Um dos empregados era um farmacêutico quase adolescente, extremamente
magro e de óculos grandes que à noite, quando a farmácia estava de
turno, lia sempre um livro. Uma noite, Amalfitano perguntou-lhe, para
dizer alguma coisa enquanto o jovem procurava nas prateleiras, de que
livros gostava ele e que livro era aquele que estava a ler naquele
momento. O farmacêutico respondeu-lhe, sem se virar, que gostava dos
livros tipo A Metamorfose, Bartleby, Um Coração Simples, Um Conto de
Natal. E depois disse-lhe que estava a ler Boneca de Luxo, de Capote.
Pondo de lado que Um Coração Simples e Um Conto de Natal eram, como o
nome deste último indicava, contos e não livros, mostrava-se revelador o
gosto deste jovem farmacêutico ilustrado, que talvez noutra vida tenha
sido Trakl, ou que talvez nesta ainda lhe estivesse reservado escrever
poemas tão desesperados como o seu distante colega austríaco, que
preferia claramente, sem discussão, a obra menor à obra maior. Escolhia A
Metamorfose, em vez de O Processo, escolhia Bartleby em vez de Moby
Dick, escolhia Um Coração Simples em vez de Bouvard e Pécuchet, e Um
Conto de Natal em vez de Um Conto de Duas Cidades ou de As Aventuras
Extraordinárias do Sr. Pickwick.
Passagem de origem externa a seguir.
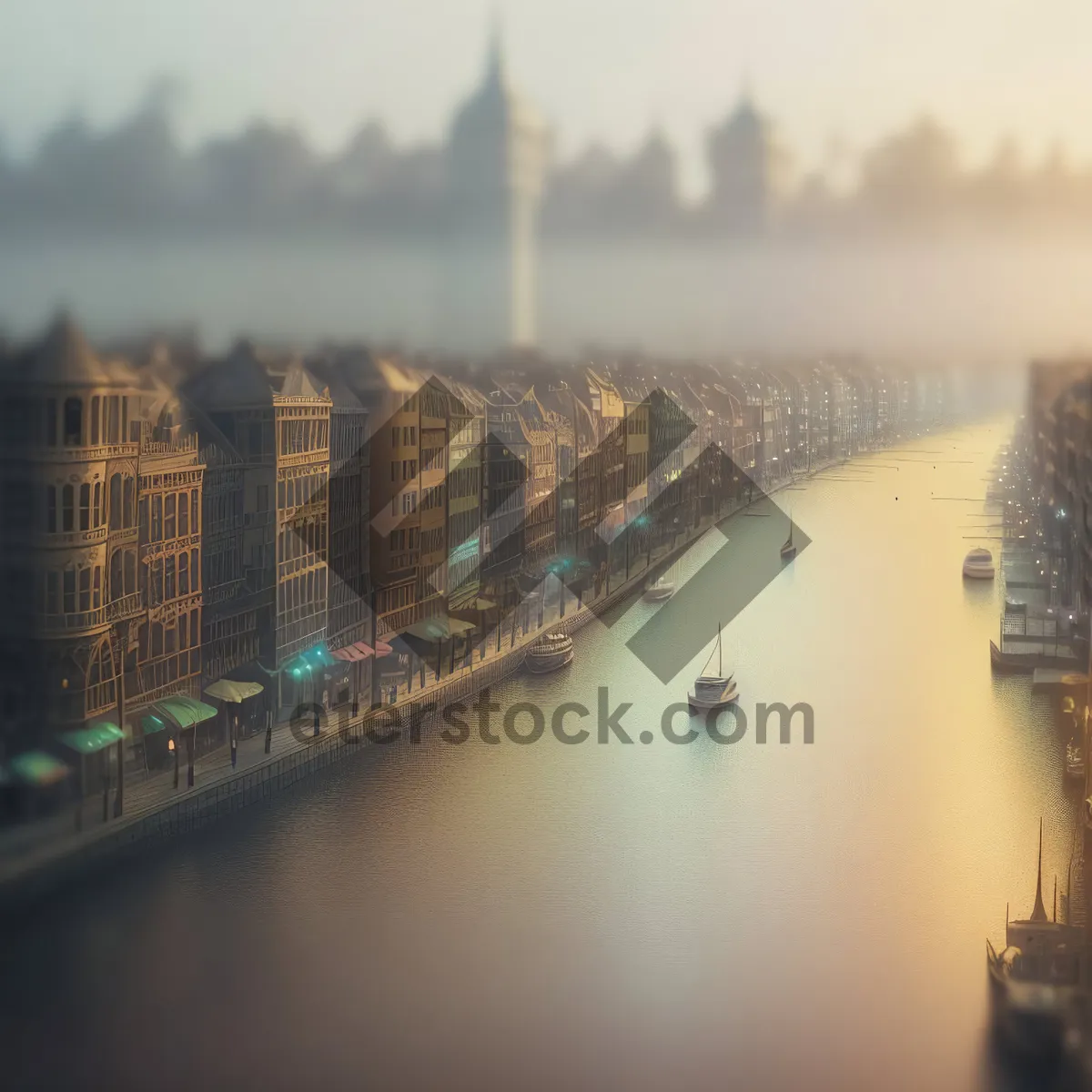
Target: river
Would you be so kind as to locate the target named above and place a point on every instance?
(644, 915)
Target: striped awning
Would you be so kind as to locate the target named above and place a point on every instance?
(230, 691)
(353, 653)
(184, 710)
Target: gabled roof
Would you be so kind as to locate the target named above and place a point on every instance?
(299, 383)
(64, 356)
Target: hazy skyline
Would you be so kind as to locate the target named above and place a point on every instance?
(844, 71)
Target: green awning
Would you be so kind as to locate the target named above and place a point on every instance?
(309, 661)
(37, 768)
(184, 710)
(150, 724)
(94, 738)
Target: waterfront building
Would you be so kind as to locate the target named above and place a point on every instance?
(102, 543)
(276, 416)
(507, 470)
(465, 451)
(349, 621)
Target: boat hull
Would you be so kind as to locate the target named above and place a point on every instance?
(707, 703)
(1016, 663)
(658, 594)
(978, 571)
(545, 665)
(1033, 1036)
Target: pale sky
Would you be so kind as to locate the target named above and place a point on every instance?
(596, 69)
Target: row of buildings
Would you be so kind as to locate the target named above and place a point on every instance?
(273, 518)
(1057, 435)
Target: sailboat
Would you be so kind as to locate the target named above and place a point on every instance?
(789, 551)
(1036, 977)
(714, 692)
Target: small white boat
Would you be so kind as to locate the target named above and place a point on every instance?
(713, 692)
(1075, 763)
(550, 653)
(789, 551)
(660, 589)
(978, 565)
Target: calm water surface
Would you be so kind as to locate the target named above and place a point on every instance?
(616, 916)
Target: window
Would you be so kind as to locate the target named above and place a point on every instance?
(113, 420)
(116, 588)
(74, 423)
(115, 506)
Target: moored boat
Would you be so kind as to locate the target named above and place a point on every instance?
(789, 550)
(978, 565)
(713, 692)
(660, 589)
(1036, 980)
(1075, 763)
(550, 653)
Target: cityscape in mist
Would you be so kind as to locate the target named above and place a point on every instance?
(265, 229)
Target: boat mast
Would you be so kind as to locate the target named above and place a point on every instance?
(1038, 913)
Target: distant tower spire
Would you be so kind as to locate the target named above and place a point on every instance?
(1038, 915)
(495, 63)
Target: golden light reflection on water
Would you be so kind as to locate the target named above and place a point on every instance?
(699, 916)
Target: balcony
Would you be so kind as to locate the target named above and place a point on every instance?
(76, 622)
(98, 453)
(65, 540)
(128, 606)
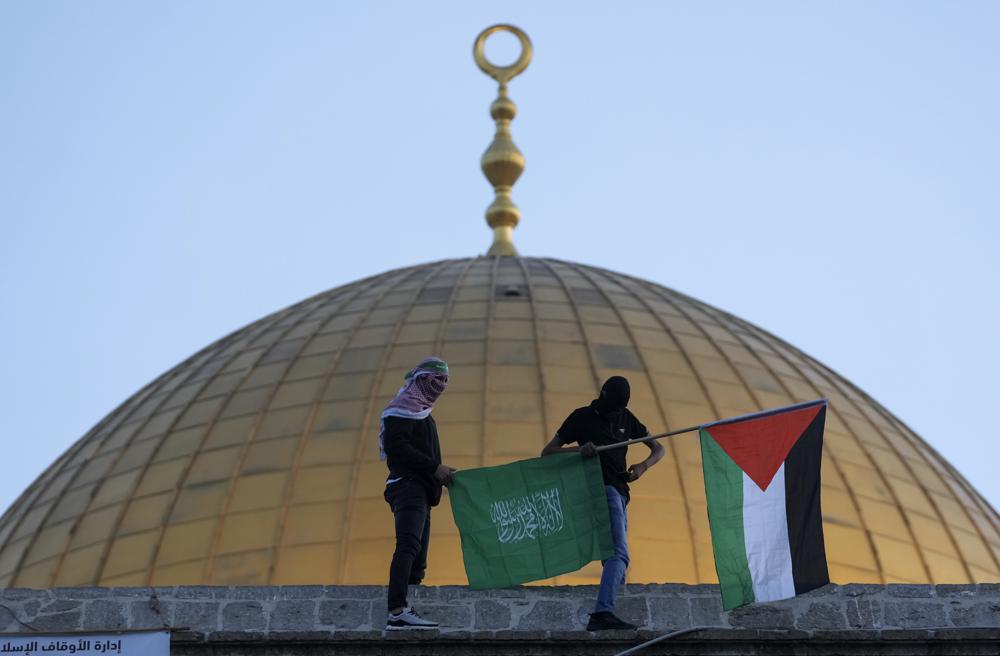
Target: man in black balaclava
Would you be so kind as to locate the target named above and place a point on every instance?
(607, 420)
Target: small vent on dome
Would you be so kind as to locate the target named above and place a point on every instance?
(511, 291)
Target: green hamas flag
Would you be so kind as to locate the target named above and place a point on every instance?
(530, 520)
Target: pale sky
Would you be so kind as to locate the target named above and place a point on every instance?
(171, 171)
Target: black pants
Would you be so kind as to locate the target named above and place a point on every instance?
(408, 501)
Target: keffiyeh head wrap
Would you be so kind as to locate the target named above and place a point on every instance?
(415, 399)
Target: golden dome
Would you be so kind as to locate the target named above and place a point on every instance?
(255, 461)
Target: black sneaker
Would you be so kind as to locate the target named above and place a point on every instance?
(408, 619)
(605, 621)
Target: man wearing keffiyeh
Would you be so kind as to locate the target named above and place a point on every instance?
(408, 442)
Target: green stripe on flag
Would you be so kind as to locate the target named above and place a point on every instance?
(724, 491)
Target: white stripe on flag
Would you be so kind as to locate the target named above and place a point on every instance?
(765, 532)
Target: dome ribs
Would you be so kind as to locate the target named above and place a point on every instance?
(837, 382)
(792, 398)
(192, 458)
(487, 438)
(916, 544)
(244, 423)
(187, 371)
(224, 514)
(388, 282)
(537, 334)
(367, 431)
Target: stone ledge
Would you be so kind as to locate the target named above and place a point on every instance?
(317, 613)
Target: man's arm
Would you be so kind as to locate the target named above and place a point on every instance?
(555, 445)
(656, 454)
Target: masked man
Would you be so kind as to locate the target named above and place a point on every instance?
(408, 442)
(607, 421)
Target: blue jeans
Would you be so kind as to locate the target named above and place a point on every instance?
(614, 567)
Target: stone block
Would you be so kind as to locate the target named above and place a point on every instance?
(195, 592)
(60, 606)
(982, 614)
(520, 634)
(961, 590)
(449, 616)
(458, 593)
(914, 614)
(101, 614)
(345, 613)
(632, 609)
(355, 591)
(293, 616)
(864, 613)
(300, 591)
(421, 593)
(309, 635)
(707, 611)
(356, 635)
(80, 593)
(8, 621)
(197, 615)
(822, 616)
(908, 590)
(20, 594)
(130, 592)
(151, 613)
(548, 616)
(253, 592)
(668, 613)
(492, 614)
(762, 616)
(243, 616)
(68, 621)
(236, 636)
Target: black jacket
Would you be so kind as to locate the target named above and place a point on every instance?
(412, 451)
(586, 424)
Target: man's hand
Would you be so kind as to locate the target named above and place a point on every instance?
(636, 471)
(444, 474)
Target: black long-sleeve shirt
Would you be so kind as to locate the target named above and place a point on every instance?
(412, 451)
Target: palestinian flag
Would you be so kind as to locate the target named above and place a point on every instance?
(762, 481)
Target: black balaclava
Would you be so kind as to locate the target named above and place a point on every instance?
(614, 396)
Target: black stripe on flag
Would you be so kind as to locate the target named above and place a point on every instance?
(802, 507)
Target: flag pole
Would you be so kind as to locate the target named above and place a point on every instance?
(689, 429)
(649, 438)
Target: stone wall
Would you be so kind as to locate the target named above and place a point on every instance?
(217, 615)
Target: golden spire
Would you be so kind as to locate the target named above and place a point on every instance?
(502, 162)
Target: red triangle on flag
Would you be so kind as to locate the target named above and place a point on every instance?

Que triste paradoxo, pensou Amalfitano.
Já nem os farmacêuticos ilustrados se atrevem com as grandes obras,
imperfeitas, torrenciais, as que abrem caminho no desconhecido. Escolhem
os exercícios perfeitos dos grandes mestres. Ou, o que é a mesma coisa, querem ver os grandes mestres em sessões de treino de esgrima, mas nada
querem saber dos combates a sério, nos quais os grandes mestres lutam
contra aquilo, esse aquilo que nos atemoriza a todos, esse aquilo que
nos acobarda e verga, e há sangue, feridas mortais e fetidez.